Book accompanying the exhibit, originally presented by the V&A, later shown in San Francisco. Essays by a variety of scholars with specialties in the ouvres displayed: paintings, furnishings, textiles, clothing, decorative objects. Very informative, and hopefully, leading interested people to reconsider the British Aesthetic movement as being important in it's own right as Impressionism in France. When artists move beyond the boundaries of what is accepted in traditional academic juried exhibition, yet do not demonstrate a linear progression in the Greenburgian sense toward modernity, is it something to be dismissed or something to be studied? This exhibit demonstrated the link between the high art of painting, as well as the applied arts/crafts of design in quotidian object. Indeed, the William Morris quote of "have nothing in your home that you do not find to be both useful and beautiful" could be the slogan for the show. In another work, art historian Elizabeth Prettijohn made the argument that study should be done linking not only painting and craft, but literature as well. In this 19th century movement, I see the foundations of lifestyle brands. Indeed, Liberty of London, featured in some of the fashions and crafts, is still in business. Laura Ashley, Ralph Lauren, even Giorgio Armani (and his Casa Armani line) all owe a debt of inspiration to this movement for integrating philosophy, fashion, decoration, and art into a seamless whole for a targeted audience with not only taste but money to burn in recreating the look of the original artists and designers in upper middle class and avant guarde homes. Will have to read again to think about how all these areas relate to each other.

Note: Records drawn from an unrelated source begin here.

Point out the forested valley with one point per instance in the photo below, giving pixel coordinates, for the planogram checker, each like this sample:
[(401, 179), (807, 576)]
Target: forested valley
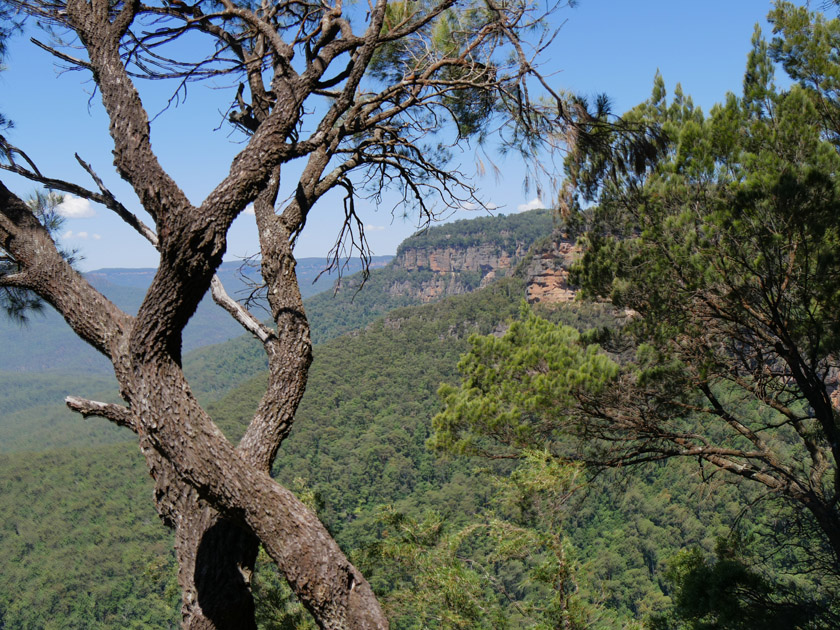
[(621, 412)]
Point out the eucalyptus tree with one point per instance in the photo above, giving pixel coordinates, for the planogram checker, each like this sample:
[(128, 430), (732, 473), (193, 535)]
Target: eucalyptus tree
[(365, 97), (725, 258)]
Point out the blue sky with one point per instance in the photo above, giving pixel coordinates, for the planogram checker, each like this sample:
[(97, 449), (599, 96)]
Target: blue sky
[(610, 46)]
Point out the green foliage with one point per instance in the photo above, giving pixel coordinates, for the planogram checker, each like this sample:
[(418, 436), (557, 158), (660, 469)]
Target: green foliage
[(507, 233), (80, 543), (507, 569), (727, 253), (516, 389), (724, 593)]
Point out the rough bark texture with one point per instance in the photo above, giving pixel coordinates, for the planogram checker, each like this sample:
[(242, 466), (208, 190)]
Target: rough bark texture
[(220, 498)]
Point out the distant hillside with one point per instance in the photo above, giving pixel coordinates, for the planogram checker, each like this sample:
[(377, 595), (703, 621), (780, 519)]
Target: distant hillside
[(46, 343), (80, 544), (444, 260), (476, 252)]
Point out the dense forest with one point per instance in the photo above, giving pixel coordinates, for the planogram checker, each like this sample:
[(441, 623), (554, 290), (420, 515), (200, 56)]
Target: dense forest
[(660, 453)]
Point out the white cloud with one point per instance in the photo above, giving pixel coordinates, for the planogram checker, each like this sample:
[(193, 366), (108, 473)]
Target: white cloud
[(531, 205), (76, 208)]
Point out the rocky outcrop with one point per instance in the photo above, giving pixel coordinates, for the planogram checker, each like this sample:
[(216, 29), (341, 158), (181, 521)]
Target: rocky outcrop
[(483, 258), (431, 273), (438, 272), (547, 273)]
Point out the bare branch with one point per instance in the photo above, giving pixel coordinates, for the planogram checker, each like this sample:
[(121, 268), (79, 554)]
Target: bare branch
[(119, 415), (238, 312)]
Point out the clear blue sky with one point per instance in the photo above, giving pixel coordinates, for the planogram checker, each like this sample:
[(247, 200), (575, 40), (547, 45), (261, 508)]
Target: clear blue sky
[(611, 46)]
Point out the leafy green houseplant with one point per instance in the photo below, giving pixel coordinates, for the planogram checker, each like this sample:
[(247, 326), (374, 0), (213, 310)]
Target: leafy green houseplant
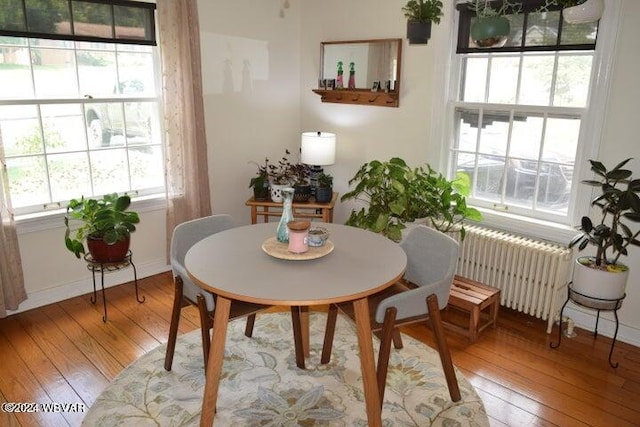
[(420, 15), (491, 28), (260, 182), (280, 173), (612, 234), (396, 194), (104, 221)]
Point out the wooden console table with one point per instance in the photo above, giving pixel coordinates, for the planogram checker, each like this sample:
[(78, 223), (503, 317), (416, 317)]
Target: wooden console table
[(310, 209)]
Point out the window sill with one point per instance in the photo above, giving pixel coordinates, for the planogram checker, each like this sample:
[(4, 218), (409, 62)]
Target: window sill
[(54, 219), (546, 230)]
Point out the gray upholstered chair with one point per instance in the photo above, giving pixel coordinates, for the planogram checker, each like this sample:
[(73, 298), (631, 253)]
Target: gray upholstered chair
[(185, 235), (423, 292)]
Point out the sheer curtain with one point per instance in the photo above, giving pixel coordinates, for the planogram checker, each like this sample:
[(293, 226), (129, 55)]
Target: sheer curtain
[(11, 277), (186, 146)]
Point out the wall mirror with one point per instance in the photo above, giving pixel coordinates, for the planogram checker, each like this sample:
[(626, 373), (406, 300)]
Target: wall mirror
[(376, 67)]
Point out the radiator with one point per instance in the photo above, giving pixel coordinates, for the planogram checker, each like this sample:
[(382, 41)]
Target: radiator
[(530, 274)]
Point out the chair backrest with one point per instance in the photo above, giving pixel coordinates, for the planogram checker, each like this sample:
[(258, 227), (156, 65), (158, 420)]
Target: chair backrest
[(189, 233), (432, 257)]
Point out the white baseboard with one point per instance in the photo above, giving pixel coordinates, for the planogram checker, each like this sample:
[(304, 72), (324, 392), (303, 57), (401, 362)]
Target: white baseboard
[(606, 325), (84, 286)]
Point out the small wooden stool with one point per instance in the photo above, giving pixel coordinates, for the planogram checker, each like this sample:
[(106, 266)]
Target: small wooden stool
[(473, 297)]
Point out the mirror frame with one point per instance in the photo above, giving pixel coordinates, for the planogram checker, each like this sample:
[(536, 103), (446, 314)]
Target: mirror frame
[(362, 96)]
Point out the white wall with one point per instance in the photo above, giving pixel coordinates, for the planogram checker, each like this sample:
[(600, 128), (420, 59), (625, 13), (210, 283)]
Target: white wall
[(411, 131), (261, 111)]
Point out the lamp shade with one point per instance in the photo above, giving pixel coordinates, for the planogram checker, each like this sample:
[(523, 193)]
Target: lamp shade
[(318, 148), (589, 11)]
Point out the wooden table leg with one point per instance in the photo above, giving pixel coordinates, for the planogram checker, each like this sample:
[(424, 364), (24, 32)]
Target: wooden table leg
[(367, 363), (214, 365), (297, 336)]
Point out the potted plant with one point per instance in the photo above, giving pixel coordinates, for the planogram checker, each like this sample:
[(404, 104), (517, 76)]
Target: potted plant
[(491, 28), (280, 176), (260, 182), (324, 192), (106, 224), (602, 276), (396, 195), (420, 14), (301, 182)]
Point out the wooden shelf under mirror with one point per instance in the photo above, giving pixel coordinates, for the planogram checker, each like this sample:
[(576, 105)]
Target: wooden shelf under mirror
[(376, 64), (359, 96)]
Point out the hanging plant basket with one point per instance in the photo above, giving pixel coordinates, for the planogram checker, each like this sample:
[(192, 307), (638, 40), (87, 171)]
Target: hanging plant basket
[(491, 31), (418, 32)]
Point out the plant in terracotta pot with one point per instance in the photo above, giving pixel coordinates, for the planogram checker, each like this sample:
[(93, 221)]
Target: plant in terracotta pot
[(491, 28), (420, 15), (324, 192), (260, 182), (106, 224), (603, 276), (301, 182), (396, 194)]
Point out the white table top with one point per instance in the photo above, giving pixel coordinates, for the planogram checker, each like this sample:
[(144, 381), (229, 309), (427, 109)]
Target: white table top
[(233, 264)]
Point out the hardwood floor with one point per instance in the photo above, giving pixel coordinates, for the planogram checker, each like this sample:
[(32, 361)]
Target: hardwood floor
[(64, 353)]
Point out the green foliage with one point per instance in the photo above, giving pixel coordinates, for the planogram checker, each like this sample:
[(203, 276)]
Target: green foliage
[(568, 3), (423, 10), (396, 194), (485, 9), (281, 172), (107, 218), (618, 202)]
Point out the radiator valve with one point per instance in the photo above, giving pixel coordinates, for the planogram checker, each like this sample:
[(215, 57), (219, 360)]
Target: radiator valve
[(569, 331)]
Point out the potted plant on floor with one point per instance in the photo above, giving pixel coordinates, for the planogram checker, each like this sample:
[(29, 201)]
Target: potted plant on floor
[(324, 192), (491, 28), (603, 277), (420, 15), (106, 224), (581, 11), (260, 182), (396, 195)]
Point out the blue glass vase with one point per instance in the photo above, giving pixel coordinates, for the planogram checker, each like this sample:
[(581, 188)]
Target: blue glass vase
[(282, 233)]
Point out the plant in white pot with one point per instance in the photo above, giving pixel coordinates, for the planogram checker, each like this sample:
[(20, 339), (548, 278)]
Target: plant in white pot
[(603, 276)]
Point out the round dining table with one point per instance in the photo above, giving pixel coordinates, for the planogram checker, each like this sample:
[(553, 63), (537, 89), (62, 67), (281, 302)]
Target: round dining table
[(245, 264)]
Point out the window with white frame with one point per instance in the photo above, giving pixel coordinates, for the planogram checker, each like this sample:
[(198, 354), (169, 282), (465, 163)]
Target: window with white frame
[(520, 110), (80, 113)]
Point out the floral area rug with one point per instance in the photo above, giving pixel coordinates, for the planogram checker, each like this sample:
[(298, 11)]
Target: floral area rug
[(261, 385)]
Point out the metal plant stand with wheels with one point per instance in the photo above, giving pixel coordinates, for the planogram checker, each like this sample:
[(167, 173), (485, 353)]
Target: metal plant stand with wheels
[(598, 304), (95, 266)]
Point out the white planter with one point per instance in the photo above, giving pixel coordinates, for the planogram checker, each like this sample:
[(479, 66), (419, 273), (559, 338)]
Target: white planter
[(599, 284), (589, 11)]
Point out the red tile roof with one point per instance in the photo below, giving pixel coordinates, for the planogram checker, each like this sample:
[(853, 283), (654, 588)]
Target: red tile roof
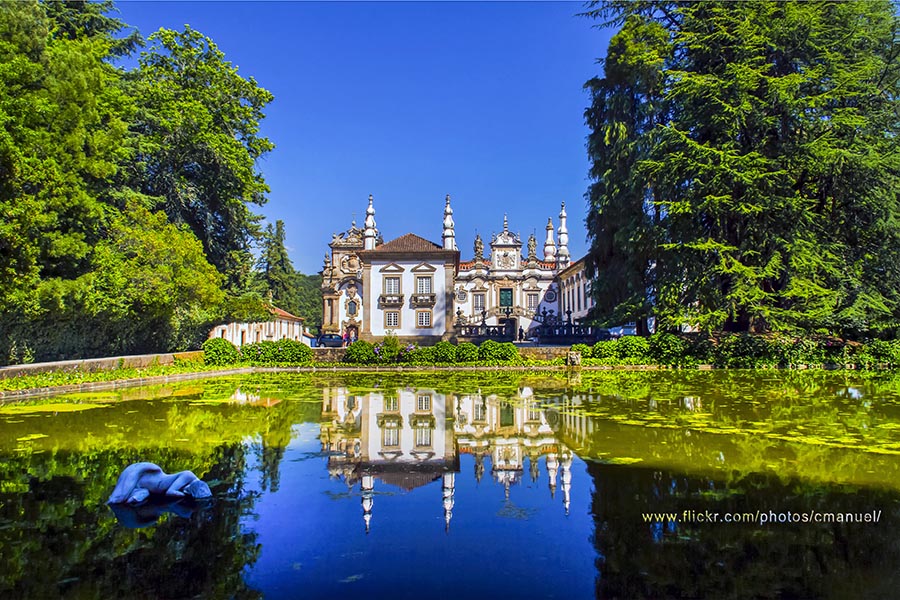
[(284, 314), (408, 243)]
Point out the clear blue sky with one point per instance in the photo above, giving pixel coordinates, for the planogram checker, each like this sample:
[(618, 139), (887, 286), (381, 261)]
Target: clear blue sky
[(410, 101)]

Interesting, if unexhilarating, exhibit on the British Aesthetes. They championed art (by which they meant their conception of the “beautiful”) for art's sake. Instead of the religious or narrational role art had previously been sequestered to in British society, the Aesthetes felt that art should seduce the viewer into a state of contemplative meditation on the purely aesthetic. To further this end, they utilized the erotic, disguised as the “Classical” and indeed popularized some profoundly eroticized nudes in the height of Victorian society. The exhibit should be commended for its materialistic tracing of the Aesthetic impulse. As the British middle-class expanded in the second half of the nineteenth century, more of the children of the bourgeoisie, such as Aesthete artists like Whistler, Rossetti, and Burne-Jones, were entering into artistic careers. They carried with them the sensibility that the middle-classes coveted objects that conveyed sophistication (illusions to the Classical, but also to the “oriental”) while also being affordable and utilitarian. Thus, there was an explosion of furniture that referenced Japanese panel-painting and Anatolian textiles. Much of the exhibit was devoted to such domestic pieces. I admit that I usually skip over such offerings in museums but some of the objects on view here struck me as much as any of the paintings.
Big beautiful book. The articles are short, lively and interesting, and connect all the different threads of art and criticism with their effect on popular culture.
I wish I could have seen the exhibit that it is the companion to.